Alexander died in 1825, and his successor Nicholas 1 had different preoccupations. Wheeler was able to continue his work but the Tsar took little interest. It was not until 1853, when the Crimean war was brewing, that a Quaker group visited Nicholas again. This time Britain and Russia were on opposite sides, and the Quaker delegation, led by Joseph Sturge, were seeking to prevent war breaking out. Their efforts were fruitless, and they were severely criticised in the British press for even trying.
In 1856, when the war was over, Sturge and others became aware of the devastation in Finland (then part of Russia), caused by a British bombardment, and organised a relief programme. It was the first of several relief efforts in the ensuing years.
In 1891 and in 1906 the focus was famine relief.
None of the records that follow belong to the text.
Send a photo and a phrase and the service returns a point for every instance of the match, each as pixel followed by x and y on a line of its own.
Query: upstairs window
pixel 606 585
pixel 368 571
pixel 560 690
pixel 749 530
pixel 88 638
Quakers helped with immediate needs but also suggested ways of addressing the root causes. Francis William Fox made detailed proposals about irrigation schemes, for example.
Another relief thread concerned minorities who were suffering for their beliefs, notably Mennonites and Dukhobors. In 1858 British Friends took a plea for liberty of conscience to the Tsar, and in 1878 US Friends appealed on behalf of the Mennonites. In the 1890s Quakers helped the Dukhobors to leave Russia and settle in Canada. In this work they had many interactions with Leo Tolstoy, who was also campaigning on these issues and financing relief work himself.
The last intervention in Tsarist times began in 1916, helping Polish refugees fleeing into Russia. As the Tsarist regime crumbled, a team from the newly formed AFSC and a British Quaker Unit collaborated to do what they could, until they had to leave in 1919.